後頭部を殴られた。
「リアクションが早すぎるんだよ」
カニ料理店で〆の雑炊を待っていたときのことだ。店員さんが手際よく鍋底をさらい、溶き卵をほぐしている間に、夫が2、3適当な会話を店員さんに投げかけている。
彼はこういう時間を一切苦にしない。適当に灰を撒くくらいの気軽さで雑談の小さな花を咲かせられる。私1人だったら、ちょっとした居心地悪さと共に無言で鍋を眺めているだけだっただろう。

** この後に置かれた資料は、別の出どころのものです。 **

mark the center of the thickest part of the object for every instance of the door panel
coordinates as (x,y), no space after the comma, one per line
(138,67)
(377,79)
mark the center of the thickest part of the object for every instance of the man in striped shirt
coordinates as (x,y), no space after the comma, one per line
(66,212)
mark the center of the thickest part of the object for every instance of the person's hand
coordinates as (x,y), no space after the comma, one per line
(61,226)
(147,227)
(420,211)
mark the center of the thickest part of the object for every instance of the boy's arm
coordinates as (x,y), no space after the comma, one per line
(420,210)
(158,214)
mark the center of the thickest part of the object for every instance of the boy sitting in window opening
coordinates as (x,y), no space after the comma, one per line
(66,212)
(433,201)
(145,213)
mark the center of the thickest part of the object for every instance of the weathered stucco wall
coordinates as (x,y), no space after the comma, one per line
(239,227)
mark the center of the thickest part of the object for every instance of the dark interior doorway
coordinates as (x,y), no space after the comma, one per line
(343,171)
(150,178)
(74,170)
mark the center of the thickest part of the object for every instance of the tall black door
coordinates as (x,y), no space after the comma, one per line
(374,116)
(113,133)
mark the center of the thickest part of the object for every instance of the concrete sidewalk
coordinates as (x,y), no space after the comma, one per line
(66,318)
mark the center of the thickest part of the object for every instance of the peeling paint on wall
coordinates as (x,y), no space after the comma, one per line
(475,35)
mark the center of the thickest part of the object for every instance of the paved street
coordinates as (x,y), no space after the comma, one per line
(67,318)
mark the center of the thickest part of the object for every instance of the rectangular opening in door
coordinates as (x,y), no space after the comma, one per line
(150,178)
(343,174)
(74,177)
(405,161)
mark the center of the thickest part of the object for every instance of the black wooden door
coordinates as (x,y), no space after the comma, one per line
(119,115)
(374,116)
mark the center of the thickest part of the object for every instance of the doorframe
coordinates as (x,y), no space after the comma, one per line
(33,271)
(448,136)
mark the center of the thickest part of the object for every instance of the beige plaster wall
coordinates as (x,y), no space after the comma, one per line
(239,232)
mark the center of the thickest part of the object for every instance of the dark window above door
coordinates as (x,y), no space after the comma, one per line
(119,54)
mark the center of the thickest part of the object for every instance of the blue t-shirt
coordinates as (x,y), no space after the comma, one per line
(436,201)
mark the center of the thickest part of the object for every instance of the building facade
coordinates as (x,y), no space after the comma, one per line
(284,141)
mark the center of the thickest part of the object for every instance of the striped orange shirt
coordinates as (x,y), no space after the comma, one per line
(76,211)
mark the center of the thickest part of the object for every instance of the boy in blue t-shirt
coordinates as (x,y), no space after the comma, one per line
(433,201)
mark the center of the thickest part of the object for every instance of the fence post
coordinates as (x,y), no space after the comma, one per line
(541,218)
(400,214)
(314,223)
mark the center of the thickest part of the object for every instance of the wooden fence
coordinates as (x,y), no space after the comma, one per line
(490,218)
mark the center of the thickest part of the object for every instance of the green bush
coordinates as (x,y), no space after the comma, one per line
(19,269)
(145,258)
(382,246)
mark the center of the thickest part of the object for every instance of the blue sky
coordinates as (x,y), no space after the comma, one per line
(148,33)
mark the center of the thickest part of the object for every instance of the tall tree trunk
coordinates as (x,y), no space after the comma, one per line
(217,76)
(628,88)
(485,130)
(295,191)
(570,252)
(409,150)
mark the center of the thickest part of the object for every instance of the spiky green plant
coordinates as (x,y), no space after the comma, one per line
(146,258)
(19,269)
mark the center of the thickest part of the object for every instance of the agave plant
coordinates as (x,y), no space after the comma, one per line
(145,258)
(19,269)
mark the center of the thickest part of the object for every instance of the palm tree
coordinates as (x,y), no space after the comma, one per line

私は初対面の相手との会話が下手だ。学会発表のような場では軽妙に喋れるのに、1対1の会話になると、どうにも相手がやりづらそうにしているのがわかってしまう。愛想が悪いのかと思い、長年表情やリアクションに気を遣ってきたけれど、そもそもの問題はそこではなかったらしい。

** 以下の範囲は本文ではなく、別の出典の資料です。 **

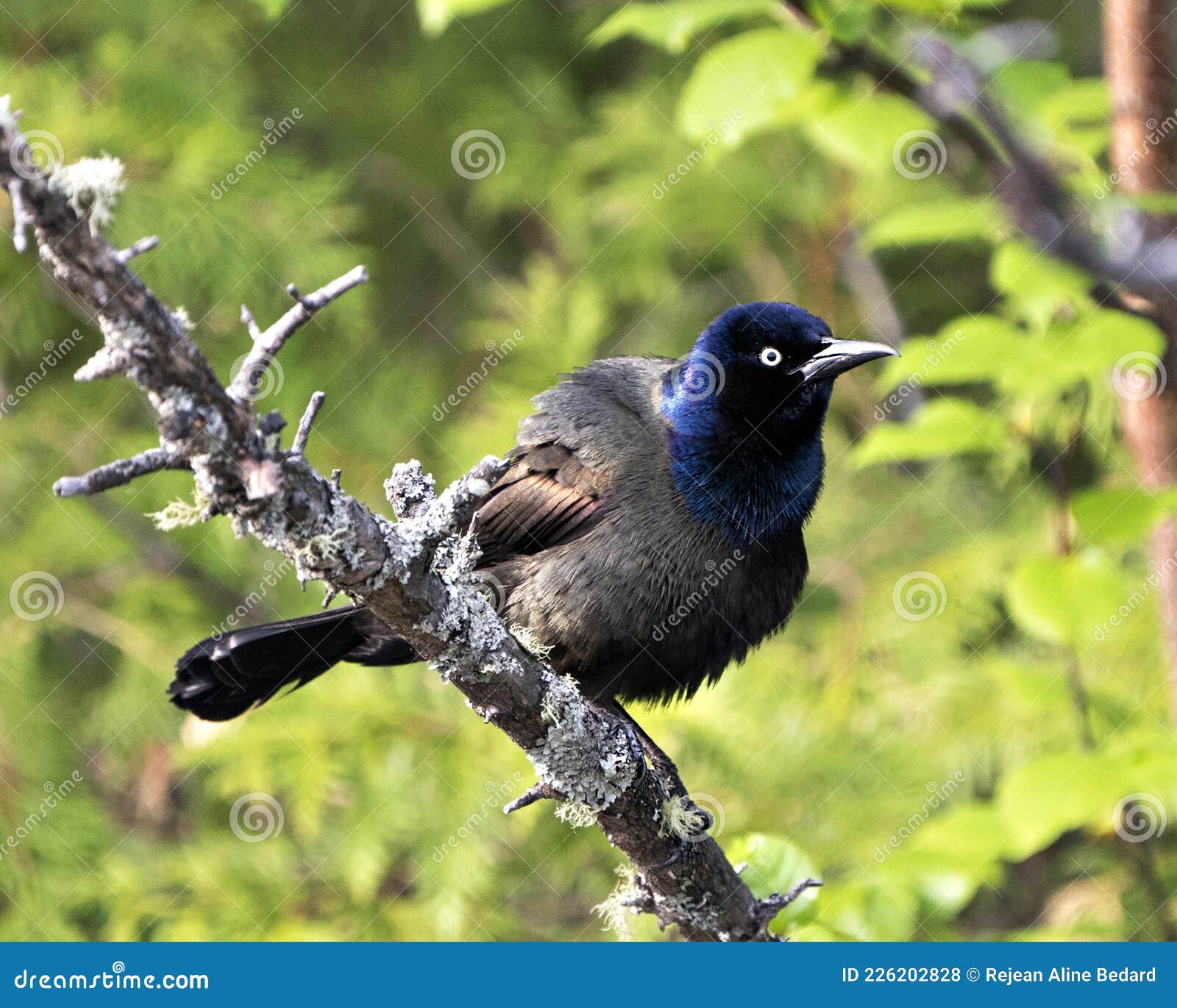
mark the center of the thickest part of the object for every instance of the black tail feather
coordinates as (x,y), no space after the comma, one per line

どうやったら、ちょっとした会話が上手くなるの?こういうときのとか、美容院とか。
その質問への返事が、冒頭のリアクションが早い、である。
「返しが早すぎて会話を拒絶されてるみたいに感じる」「もうひと、ふた呼吸おいてみたら?」
目から鱗だった。
ずっと、アプローチを間違えていたらしい。必要なのはキレのいいリアクションではなく、相手の話を聞き、飲み込んだ、その「間」だったらしい。
ずっと気になってたんだけどさ、と続けられる。まじか。ずっとか。もっと早く言ってくれていたら。でも、今言ってくれて助かったよ。